Mutisme
Par Josée Pilotte
C’est rare que ça m’arrive mais j’ai peu de choses à dire. Je suis dans un mutisme, un mutisme contemplatif. C’est rare dans une vie, surtout dans une vie comme la mienne. Vivre en regardant passer les évènements sans trop les commenter ni même leur accorder d’importance, c’est tout un exercice de concentration, j’vous en passe un papier.
Avouez que vous aussi normalement vous êtes comme moi d’habitude… je vous parle régulièrement, je vous entends.
N’essayez pas!, vous aussi les avez toutes pré-mâchées, vos opinions sur tout, comme un mantra qu’on répète peu importe la situation ou l’interlocuteur qui se trouve devant. Oui, oui, avouez que nous sommes tous de vrais Lucky Luke, toujours prêts à dégainer, en n’attendant souvent jamais la fin de l’histoire, impatients comme toujours de tirer au visage de l’ennemi ces petites-phrases-toutes-faites:
«NON! mais attendez… c’est pas sérieux là…»
«HAN?! non ça, pas d’allure pantoute …»
«NON!, vous comprenez pas, c’ta cause que…»
«NON MAIS!!! Helloooooo la Terre?!»
Maintenant imaginez qu’il n’y a aucune de ces phrases faciles, que l’on utilise d’habitude dans une phrase comme une ponctuation spontanée, qui nous vienne à l’esprit.
Non, aucune phrase à dire quand…
… Quand on «dé-crucifie» Jésus de nos institutions publiques…
… Quand on nous passe un sapin en foutant nos sapins de Noël dehors…
… Quand l’Union Européenne s’écroule, que des pays risquent de faire faillite, et qu’en plus quand on nous dit que tout ça risque d’affecter nos régimes de retraite à nous ici…
… Quand on ne convoque plus certains journalistes à des conférences de presse pour des évènements financés en partie par notre fric…
… Quand le journal La Vallée accuse publiquement les autres journaux de faire du sensationnalisme… tout en salissant la vie d’un homme connu et respecté en l’associant publiquement à sa femme fraudeuse…

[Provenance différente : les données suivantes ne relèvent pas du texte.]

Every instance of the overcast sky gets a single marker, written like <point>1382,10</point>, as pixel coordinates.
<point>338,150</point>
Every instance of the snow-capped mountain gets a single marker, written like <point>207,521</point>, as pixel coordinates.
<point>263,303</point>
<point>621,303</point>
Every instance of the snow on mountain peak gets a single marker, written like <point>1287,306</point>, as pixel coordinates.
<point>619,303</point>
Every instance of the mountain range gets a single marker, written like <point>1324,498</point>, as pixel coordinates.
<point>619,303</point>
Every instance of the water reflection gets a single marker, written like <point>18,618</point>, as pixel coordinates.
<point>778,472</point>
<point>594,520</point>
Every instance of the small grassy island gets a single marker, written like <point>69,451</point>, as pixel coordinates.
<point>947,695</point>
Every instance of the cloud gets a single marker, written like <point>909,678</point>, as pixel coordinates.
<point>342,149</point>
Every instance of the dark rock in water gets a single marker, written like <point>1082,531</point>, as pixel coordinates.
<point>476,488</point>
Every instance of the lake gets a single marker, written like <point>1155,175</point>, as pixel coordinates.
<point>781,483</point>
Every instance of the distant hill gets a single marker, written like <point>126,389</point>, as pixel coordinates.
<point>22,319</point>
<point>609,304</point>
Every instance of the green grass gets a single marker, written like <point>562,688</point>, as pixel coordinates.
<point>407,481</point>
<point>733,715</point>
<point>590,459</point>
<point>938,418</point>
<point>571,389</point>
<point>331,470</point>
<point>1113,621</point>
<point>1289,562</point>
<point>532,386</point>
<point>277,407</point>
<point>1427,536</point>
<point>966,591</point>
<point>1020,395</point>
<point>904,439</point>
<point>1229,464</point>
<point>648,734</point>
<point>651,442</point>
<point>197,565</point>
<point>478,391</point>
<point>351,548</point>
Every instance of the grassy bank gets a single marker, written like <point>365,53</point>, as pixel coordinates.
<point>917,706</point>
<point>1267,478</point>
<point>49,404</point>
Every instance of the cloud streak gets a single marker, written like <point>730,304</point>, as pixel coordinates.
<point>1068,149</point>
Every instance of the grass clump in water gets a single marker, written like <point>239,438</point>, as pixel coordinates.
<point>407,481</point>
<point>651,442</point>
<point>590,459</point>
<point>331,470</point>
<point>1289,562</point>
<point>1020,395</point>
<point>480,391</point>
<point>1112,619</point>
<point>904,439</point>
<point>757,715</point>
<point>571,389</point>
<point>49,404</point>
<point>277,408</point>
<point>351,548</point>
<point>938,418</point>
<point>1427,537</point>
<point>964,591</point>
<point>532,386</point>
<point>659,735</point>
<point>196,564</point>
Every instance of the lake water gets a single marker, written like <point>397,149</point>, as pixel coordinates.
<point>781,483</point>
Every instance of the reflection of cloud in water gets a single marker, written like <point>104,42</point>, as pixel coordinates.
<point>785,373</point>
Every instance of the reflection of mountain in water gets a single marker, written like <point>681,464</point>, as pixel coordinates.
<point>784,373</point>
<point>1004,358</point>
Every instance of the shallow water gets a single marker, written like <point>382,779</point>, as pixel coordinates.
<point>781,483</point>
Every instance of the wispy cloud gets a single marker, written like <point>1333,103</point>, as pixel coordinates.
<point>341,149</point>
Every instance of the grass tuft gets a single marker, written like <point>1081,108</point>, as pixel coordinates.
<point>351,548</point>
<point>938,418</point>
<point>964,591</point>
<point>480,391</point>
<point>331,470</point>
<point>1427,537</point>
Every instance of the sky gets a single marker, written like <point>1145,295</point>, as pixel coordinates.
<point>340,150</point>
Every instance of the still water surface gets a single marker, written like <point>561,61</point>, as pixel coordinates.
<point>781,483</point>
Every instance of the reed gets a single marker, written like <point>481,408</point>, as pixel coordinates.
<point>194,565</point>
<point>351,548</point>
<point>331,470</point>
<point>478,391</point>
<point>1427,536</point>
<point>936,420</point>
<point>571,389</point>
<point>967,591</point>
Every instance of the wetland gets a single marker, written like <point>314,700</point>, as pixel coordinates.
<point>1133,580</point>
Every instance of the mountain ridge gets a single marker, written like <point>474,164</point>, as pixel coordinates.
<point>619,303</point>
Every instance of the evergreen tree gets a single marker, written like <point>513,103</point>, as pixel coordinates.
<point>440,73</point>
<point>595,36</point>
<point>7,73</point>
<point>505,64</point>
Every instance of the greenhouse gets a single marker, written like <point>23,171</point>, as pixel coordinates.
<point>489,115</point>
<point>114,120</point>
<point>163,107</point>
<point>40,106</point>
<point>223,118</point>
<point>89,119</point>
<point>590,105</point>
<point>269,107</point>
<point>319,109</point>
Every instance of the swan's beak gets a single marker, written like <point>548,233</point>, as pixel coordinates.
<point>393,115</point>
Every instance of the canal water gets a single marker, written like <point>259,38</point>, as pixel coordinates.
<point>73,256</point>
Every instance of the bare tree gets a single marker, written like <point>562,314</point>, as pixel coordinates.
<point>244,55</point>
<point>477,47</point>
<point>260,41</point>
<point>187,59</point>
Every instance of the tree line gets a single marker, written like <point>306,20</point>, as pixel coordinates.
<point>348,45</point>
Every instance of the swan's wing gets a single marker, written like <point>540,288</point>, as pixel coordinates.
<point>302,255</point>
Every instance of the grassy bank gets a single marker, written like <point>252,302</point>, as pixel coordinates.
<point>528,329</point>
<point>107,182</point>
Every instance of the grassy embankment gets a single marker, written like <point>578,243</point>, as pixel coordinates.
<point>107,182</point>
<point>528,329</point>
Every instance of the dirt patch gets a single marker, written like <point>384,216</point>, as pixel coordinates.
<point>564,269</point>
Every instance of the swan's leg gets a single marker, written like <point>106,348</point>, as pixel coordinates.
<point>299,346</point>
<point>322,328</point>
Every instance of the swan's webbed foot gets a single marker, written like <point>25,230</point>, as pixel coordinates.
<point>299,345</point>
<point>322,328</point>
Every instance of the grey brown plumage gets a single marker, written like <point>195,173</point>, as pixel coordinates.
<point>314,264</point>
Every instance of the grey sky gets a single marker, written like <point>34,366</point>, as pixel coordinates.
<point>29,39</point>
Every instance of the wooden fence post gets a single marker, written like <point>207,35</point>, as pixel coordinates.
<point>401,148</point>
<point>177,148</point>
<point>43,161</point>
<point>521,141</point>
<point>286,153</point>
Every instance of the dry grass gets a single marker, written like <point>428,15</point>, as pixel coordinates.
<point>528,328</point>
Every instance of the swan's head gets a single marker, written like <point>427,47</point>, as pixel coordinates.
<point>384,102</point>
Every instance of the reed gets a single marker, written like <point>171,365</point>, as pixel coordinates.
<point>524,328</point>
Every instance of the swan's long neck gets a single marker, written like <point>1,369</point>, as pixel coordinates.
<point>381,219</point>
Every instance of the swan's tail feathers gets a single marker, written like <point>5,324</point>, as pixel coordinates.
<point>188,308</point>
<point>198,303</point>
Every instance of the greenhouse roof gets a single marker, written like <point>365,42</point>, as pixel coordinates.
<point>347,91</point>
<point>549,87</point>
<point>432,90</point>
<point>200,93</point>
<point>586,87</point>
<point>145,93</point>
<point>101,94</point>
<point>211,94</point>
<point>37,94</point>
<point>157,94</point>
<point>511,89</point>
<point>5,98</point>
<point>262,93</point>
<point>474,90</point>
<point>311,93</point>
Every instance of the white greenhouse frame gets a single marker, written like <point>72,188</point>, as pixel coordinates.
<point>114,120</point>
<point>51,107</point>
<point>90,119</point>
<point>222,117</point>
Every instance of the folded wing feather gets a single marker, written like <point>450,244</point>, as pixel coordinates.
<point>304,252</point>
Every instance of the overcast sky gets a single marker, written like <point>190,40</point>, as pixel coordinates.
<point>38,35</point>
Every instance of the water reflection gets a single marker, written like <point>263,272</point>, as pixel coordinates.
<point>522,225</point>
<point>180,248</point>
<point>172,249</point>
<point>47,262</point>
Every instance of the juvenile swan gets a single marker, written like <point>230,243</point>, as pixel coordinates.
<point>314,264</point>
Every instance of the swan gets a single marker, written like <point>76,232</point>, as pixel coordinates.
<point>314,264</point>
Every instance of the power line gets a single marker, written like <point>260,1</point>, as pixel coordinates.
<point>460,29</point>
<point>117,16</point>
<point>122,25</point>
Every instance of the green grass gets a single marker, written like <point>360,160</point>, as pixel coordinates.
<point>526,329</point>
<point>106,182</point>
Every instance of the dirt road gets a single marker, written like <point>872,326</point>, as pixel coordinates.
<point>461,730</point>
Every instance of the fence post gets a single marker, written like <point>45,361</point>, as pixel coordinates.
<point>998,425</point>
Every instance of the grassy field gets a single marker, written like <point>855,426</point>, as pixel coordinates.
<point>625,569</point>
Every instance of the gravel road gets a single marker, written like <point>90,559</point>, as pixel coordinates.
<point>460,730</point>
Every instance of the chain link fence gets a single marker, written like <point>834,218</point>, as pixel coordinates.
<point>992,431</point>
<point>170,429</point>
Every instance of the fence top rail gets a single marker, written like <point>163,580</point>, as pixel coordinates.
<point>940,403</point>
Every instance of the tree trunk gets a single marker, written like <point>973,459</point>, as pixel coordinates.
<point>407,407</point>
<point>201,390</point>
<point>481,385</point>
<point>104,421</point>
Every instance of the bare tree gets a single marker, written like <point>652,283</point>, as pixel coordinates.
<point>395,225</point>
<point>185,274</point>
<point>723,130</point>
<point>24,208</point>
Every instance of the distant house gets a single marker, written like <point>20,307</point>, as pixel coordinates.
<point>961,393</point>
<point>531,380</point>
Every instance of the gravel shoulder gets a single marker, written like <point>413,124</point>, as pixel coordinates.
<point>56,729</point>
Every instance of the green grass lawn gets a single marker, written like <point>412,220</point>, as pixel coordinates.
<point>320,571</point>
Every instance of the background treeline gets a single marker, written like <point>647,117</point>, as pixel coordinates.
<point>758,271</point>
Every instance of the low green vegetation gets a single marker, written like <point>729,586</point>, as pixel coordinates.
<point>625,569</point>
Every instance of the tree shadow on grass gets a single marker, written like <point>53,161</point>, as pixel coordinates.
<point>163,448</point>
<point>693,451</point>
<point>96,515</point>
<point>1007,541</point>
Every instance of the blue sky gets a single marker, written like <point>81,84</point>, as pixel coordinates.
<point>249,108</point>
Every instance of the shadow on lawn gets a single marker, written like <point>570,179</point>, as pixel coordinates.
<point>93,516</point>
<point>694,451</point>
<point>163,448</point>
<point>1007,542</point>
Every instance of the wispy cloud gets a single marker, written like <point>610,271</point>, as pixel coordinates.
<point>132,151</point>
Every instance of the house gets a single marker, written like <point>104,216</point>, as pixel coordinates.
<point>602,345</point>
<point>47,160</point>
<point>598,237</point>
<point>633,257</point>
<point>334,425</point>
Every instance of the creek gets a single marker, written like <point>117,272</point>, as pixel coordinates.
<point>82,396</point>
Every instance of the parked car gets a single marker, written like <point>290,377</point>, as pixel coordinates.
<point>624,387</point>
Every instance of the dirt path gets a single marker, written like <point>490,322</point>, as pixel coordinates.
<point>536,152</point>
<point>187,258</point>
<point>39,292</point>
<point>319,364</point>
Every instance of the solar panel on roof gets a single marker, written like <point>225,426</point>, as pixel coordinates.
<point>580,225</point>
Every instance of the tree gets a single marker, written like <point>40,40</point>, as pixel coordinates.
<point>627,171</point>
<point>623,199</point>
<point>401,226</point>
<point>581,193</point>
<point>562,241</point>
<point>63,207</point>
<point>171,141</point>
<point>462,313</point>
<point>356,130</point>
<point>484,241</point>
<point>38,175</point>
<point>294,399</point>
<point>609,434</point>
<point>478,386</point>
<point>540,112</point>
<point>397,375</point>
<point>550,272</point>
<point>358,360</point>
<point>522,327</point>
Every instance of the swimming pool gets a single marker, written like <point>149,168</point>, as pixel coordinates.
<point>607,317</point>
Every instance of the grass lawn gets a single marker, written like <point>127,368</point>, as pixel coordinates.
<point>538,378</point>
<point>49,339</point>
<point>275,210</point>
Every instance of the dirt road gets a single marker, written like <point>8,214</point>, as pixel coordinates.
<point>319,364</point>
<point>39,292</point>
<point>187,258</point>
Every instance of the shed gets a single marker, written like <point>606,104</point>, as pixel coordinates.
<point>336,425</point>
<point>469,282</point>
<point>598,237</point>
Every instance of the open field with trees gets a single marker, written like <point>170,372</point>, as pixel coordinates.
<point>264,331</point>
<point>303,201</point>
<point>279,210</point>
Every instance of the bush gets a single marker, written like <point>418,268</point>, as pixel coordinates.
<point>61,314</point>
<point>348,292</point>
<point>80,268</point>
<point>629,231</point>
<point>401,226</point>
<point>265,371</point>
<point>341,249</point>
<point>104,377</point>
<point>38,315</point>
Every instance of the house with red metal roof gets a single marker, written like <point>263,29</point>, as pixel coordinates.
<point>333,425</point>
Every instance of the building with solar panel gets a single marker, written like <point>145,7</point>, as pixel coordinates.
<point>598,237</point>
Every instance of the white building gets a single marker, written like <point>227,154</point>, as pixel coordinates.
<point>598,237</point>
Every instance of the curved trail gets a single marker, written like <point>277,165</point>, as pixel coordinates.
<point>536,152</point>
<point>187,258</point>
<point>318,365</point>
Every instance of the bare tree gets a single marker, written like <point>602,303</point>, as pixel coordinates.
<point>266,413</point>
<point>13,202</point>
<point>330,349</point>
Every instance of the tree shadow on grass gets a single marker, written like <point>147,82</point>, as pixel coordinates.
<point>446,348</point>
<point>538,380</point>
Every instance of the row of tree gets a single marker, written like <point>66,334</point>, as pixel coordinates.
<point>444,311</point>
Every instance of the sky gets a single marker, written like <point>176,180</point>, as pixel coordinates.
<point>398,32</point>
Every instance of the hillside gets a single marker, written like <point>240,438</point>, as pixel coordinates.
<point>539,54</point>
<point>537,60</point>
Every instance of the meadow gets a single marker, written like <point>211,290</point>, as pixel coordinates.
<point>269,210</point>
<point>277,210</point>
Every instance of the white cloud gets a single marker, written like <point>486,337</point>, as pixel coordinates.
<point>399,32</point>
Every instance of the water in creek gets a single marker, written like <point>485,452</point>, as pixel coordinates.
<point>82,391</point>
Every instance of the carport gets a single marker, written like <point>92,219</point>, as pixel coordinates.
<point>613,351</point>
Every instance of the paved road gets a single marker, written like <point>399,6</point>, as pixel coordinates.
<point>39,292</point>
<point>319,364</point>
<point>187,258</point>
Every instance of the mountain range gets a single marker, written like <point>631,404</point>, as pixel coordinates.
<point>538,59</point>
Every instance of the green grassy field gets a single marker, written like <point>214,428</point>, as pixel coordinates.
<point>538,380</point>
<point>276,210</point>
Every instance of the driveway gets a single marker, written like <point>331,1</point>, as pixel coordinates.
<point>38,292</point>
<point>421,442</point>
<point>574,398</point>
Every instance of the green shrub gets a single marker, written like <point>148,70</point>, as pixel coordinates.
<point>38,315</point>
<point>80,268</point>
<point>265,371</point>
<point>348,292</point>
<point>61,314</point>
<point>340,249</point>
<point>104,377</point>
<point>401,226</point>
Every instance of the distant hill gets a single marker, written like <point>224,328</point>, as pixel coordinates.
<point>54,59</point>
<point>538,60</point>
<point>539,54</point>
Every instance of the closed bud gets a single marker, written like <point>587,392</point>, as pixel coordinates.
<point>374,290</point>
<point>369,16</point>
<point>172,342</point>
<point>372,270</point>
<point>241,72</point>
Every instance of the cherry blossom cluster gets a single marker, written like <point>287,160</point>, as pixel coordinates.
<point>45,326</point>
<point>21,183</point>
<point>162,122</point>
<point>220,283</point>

… Quand on reçoit des lettres anonymes à nos bureaux et qu’elles insinuent qu’il existe des liens entre des élus et des fraudeurs…
… Quand on s’indigne avec les indignés, après que le Québec entier soit devenu gauche-orangé avec le NPD, et qu’on apprend qu’on est maintenant prêts à élire la droite/CAQ/ADQ aux prochaines élections…
… Quand on apprend qu’il existe des cures de désintox pour sevrer nos jeunes des jeux vidéo…
… Quand l’intimidation devient un enjeu de société qui interpelle nos gouvernements parce qu’on a perdu le contrôle comme parents, comme école, comme citoyens, comme société…
Et aussi quand j’apprends que mon petit Lou de 6e année ira voir en projet académique la pièce de théâtre Les dix petits nègres, tirée du célèbre roman d’Agatha Christie… mais que quelqu’un, quelque part a cru bon de rebaptiser la pièce pour faire disparaître le mot «nègre» du titre; bref: quand les accommodements raisonnables ne le sont plus, et sont mis au service de la réécriture de l’Histoire et de la Culture.
À quand le changement de nom du Mont Habitant?… Parce que, entre vous et moi, «habitant» ce n’est plus politically correct de dire ça dans une société comme la nôtre, non?!
Au fond, nous sommes tous des intimidés. Nous le sommes par les étrangers qui ont pourtant choisi notre pays pour vivre, par notre propre Histoire qu’on dénature à grands coups d’accommodements, par les bien-pensants qui veulent nous faire croire que tout ça, au fond, ce n’est pas si pire que ça.
Il ne faudra pas s’étonner qu’une société intimidée soit un jour une société suicidée.